Además de los espectáculos que uno presencia en estado de entrega, asiento, apoyo estable, están los que se ven de refilón, sin haber previsto su visualización, y así nos encontramos felizmente Vero Cendoya y Adele Madau y su «El jardí», delicada muestra de danza y música en directo, dulce y agresiva a su vez, La Veronal y su «Finlandia», también con música en directo, danza, texto, canciones, un espectáculo que sentimos entretenido, divertido. En el espacio de 23 Arts, vimos un cabaré guiado por Alba Sarraute, donde aparecían artistas de circo con números inverosímiles, todos de corta duración, vindicación que la conductora plasma con su ácido humor, recordando que un número de siete minutos estirado a una hora para poder ser contratado es un desastre y solicitando atención para estas piezas cortas, en ocasiones grandiosas en su concreción. El desplazamiento de un lugar a otro es ir acompañado de pasacalles, las obras de animación, ese magma que se aumenta con la proliferación de decenas de artistas por libre, en cualquier esquina.

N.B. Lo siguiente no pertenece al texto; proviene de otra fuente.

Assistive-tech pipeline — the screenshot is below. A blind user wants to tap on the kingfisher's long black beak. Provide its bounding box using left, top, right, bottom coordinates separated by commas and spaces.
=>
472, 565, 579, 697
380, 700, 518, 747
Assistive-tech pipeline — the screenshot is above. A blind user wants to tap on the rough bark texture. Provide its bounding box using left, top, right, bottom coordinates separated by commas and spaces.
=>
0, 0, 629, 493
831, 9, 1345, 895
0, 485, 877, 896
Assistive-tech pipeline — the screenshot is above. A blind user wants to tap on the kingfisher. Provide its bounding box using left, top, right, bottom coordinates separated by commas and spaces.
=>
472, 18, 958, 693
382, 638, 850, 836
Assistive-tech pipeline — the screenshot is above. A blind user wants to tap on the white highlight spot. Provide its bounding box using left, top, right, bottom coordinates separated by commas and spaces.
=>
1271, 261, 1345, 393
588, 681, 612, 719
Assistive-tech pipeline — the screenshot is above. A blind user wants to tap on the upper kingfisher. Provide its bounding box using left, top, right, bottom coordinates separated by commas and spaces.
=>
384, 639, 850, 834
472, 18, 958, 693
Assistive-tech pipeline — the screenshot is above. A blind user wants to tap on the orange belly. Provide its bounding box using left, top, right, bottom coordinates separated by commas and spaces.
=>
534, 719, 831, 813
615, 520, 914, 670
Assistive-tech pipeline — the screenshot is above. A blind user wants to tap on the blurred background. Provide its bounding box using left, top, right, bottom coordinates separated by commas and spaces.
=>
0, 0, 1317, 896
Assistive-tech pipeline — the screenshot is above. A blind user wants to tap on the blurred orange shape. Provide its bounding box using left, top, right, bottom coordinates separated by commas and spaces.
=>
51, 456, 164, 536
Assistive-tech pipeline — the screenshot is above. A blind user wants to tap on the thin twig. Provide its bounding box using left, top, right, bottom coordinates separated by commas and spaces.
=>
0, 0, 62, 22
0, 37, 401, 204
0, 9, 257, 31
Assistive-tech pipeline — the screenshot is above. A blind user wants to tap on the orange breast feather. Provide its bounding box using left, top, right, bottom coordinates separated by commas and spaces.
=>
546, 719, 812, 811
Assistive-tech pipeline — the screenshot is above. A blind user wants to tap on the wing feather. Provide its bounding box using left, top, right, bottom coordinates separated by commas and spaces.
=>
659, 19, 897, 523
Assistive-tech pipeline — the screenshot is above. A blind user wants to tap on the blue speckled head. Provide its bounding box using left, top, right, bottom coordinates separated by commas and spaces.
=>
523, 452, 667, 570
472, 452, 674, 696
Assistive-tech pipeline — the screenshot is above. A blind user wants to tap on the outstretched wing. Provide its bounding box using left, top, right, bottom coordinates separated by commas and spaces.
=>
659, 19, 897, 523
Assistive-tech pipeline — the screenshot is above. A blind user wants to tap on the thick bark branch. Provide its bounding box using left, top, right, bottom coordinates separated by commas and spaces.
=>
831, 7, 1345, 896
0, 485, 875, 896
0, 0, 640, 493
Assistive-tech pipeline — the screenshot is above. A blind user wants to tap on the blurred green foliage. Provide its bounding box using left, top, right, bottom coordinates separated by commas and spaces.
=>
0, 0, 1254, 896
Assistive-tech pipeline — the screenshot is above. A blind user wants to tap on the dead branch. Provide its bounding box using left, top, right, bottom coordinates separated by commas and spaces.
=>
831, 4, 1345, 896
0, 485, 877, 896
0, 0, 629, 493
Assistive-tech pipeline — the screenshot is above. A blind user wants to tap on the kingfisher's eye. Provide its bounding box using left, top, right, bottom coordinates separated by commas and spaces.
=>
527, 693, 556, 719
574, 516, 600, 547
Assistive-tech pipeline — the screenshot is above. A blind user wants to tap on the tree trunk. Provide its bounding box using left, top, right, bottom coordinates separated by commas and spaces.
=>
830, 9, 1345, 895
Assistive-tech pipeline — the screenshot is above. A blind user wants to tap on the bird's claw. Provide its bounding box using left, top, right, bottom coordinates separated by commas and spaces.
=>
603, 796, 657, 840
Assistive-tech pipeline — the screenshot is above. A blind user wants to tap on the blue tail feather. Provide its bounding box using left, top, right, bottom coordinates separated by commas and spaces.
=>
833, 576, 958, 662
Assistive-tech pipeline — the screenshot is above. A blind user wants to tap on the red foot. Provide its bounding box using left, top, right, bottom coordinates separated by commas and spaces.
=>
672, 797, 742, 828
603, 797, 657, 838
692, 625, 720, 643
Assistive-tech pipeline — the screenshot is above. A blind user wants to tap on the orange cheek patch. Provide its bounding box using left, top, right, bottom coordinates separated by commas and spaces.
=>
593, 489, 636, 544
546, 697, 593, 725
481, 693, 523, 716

La presencia vasca de este año es con espectáculos contrastados, de los que ya hemos dado cuenta en sus estrenos hace pocos meses. Repasemos: la coproducción murciano-vasca, «Habitus Mundi» ganadora el premio de la Umore Azoka, revolucionando con sus monjes sinuosos allá por donde pasan; Trapu Zaharra y su «Camping Renove», como siempre más cuajado que cuando se estrenó y convenciendo a su numerosa clientela fija, que es mucha y fanática, de estos cómicos vascos. Los carros de fuego de «Éxodo» de En la Lona, formando parte de un paisaje muy reconocible ya que se trata de una estética muy frecuentada en Tàrrega, y cerrará la presencia, y casi la edición, Gaitzerdi Teatroa con su «Udamina», filigrana estética, donde el uso de los elementos y los movimientos espaciales forman parte de su tejido discursivo.